Being an Oskâpêwis – An essential ceremonial helper

Cree teachings with Knowledge Keeper Marilyn Dykstra

Saturday, January 27, 2024

This event has passed.

A team of black and tan dogs are harnessed together and running, pulling a sled through snowy terrain. Partially obscured.

Photo: Full-sprint, James Brooks, CC BY 2.0 DEED

Event details

Cost:
Free, registration required
Location:
Canadian Museum for Human Rights. The group will meet in Bonnie & John Buhler Hall, Level 1 and proceed together to Level 6.
Language and Accessibility:
This event is offered in English.

Second winter is upon us and we change how we do things. Our teams are no longer fanned out like in first winter but cohesively bound and working together in relatedness. It is time to focus on our responsibilities and obedience to Wahkowtowin and to natural law, which never changes.

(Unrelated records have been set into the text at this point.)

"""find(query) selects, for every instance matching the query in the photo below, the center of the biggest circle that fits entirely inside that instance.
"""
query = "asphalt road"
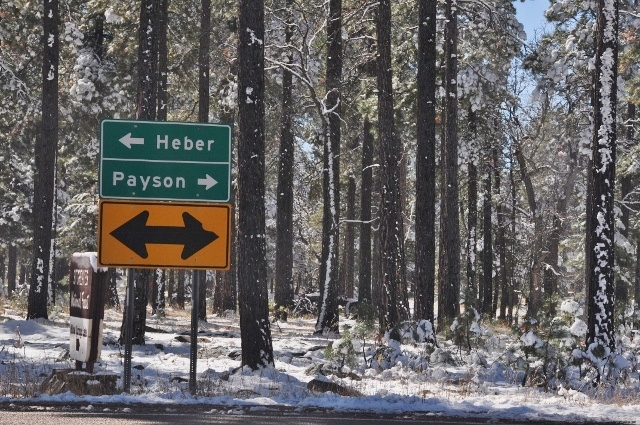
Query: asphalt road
(194, 415)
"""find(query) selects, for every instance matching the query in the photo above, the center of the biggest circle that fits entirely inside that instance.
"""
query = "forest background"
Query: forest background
(521, 162)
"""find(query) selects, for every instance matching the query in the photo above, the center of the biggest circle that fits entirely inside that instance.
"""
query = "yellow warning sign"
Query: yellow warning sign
(164, 235)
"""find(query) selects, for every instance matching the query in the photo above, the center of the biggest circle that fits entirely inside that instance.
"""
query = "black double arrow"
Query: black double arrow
(135, 235)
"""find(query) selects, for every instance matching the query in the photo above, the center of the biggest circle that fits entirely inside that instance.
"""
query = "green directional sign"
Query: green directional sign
(168, 161)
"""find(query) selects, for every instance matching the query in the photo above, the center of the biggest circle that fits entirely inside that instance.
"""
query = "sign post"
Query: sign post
(142, 162)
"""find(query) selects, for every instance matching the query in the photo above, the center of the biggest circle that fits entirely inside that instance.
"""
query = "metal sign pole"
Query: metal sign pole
(128, 330)
(193, 353)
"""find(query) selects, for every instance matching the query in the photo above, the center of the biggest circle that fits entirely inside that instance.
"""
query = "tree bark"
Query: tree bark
(537, 255)
(147, 61)
(147, 92)
(44, 168)
(180, 289)
(364, 273)
(255, 331)
(425, 164)
(283, 296)
(348, 254)
(12, 270)
(487, 251)
(113, 301)
(449, 280)
(626, 187)
(163, 69)
(601, 227)
(391, 224)
(328, 321)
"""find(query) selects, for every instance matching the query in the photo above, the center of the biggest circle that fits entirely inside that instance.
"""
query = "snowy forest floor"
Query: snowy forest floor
(385, 377)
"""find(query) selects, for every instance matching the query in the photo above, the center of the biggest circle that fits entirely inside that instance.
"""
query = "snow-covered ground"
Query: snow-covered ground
(404, 378)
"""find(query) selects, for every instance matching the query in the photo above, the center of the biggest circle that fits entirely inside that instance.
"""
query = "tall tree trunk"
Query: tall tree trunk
(601, 227)
(141, 288)
(283, 296)
(158, 292)
(499, 243)
(202, 298)
(147, 61)
(449, 279)
(13, 268)
(147, 91)
(512, 256)
(203, 116)
(113, 301)
(391, 227)
(426, 164)
(364, 272)
(487, 251)
(328, 321)
(171, 282)
(255, 330)
(203, 61)
(348, 254)
(45, 164)
(3, 269)
(163, 69)
(537, 255)
(552, 271)
(626, 187)
(181, 289)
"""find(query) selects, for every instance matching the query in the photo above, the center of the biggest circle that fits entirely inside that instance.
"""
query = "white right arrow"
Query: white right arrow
(127, 140)
(207, 182)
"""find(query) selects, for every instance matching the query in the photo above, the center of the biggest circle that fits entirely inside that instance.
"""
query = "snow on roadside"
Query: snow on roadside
(477, 386)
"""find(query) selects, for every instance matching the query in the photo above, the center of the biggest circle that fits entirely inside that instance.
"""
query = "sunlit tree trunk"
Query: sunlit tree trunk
(449, 277)
(391, 223)
(364, 276)
(255, 330)
(283, 295)
(487, 251)
(601, 226)
(348, 253)
(44, 166)
(12, 270)
(426, 163)
(328, 321)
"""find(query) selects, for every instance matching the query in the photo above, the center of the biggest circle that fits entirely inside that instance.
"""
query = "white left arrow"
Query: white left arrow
(207, 182)
(127, 140)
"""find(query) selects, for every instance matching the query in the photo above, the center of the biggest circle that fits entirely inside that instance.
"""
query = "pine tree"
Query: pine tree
(449, 278)
(45, 164)
(255, 331)
(601, 226)
(426, 163)
(283, 296)
(328, 320)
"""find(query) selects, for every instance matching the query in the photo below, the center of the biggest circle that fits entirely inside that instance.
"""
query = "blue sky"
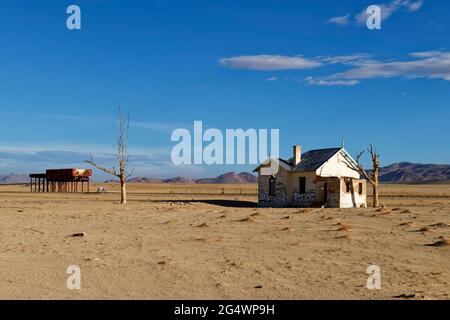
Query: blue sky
(309, 68)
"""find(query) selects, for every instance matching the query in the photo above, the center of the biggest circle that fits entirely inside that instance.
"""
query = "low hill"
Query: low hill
(14, 178)
(406, 172)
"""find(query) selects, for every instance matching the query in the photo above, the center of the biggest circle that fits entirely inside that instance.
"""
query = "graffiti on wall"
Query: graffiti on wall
(279, 195)
(304, 199)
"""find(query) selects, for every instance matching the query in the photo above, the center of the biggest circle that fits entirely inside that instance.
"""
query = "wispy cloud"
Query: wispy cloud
(351, 59)
(388, 9)
(269, 62)
(432, 65)
(329, 83)
(341, 20)
(427, 64)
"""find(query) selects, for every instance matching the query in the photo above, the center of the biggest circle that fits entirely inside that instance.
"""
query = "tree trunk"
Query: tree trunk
(123, 191)
(375, 203)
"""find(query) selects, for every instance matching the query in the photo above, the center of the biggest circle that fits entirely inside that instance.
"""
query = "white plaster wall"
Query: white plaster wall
(336, 167)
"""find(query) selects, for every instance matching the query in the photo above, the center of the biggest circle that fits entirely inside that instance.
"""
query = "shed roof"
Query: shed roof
(313, 159)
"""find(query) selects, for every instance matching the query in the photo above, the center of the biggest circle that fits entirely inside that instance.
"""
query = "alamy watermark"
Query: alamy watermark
(234, 146)
(74, 278)
(374, 279)
(374, 17)
(73, 22)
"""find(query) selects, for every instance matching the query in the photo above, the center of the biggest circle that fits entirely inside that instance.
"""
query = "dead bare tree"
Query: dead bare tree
(122, 156)
(373, 176)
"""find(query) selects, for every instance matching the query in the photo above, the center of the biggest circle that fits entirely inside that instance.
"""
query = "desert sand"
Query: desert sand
(166, 245)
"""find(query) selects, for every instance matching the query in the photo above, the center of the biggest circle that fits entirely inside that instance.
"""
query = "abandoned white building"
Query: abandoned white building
(313, 179)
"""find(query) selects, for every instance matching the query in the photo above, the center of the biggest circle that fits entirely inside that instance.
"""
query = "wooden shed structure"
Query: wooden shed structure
(60, 180)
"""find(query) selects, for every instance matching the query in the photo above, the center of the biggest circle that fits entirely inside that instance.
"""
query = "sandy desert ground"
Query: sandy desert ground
(165, 245)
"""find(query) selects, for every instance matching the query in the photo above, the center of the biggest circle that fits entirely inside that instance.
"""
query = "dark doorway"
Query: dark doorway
(302, 185)
(272, 185)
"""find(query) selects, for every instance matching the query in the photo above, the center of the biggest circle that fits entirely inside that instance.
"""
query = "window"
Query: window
(348, 186)
(302, 185)
(272, 184)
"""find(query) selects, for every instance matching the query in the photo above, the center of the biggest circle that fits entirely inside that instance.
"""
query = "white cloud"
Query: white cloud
(341, 20)
(388, 9)
(433, 65)
(269, 62)
(352, 59)
(426, 64)
(329, 83)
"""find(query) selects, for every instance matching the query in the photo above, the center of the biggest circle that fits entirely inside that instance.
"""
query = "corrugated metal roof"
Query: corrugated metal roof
(313, 159)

Join Cree Knowledge Keeper Marilyn Dykstra to explore three of the natural laws. Learn how we can easily be connected to all our relations because we are all part of the circle, and we can all take on the important role of helper, Oskâpêwis

We will participate in an activity while we enjoy Labrador tea. 

Workshop 

This workshop is part of a monthly Wahkowtowin and Ways of Being series led by Knowledge Keeper Marilyn Dykstra. Each month, we will explore a variety of moon, pole and tea teachings in the Cree tradition. 

Wahkowtowin – which translates to kinship – highlights how relationships, communities and the natural world are all interconnected. 

Participants will discover and reflect on their connections with each other, with balance and with human rights through teachings and a traditional tea.

Marilyn Dykstra is a status Bill C‑31 First Nations woman from northern Manitoba. She has been immersed in a working matriarchal system that practiced Indigenous ways of thinking and being since she was born. Alongside her family, she has participated in many peaceful social justice movements. 

Marilyn uses her matriarchal knowledge as a foundation for her work in the Indigenous community, which has been ongoing for over thirty years. She still follows her matriarchal teachings, but she has also spent her life learning traditional knowledge and passing the teachings on. 

She is a pow wow dancer, knowledge keeper, and she carries the responsibility of a bundle. She happily participates in naming ceremonies, sweats, pipe ceremonies, moon teachings and more.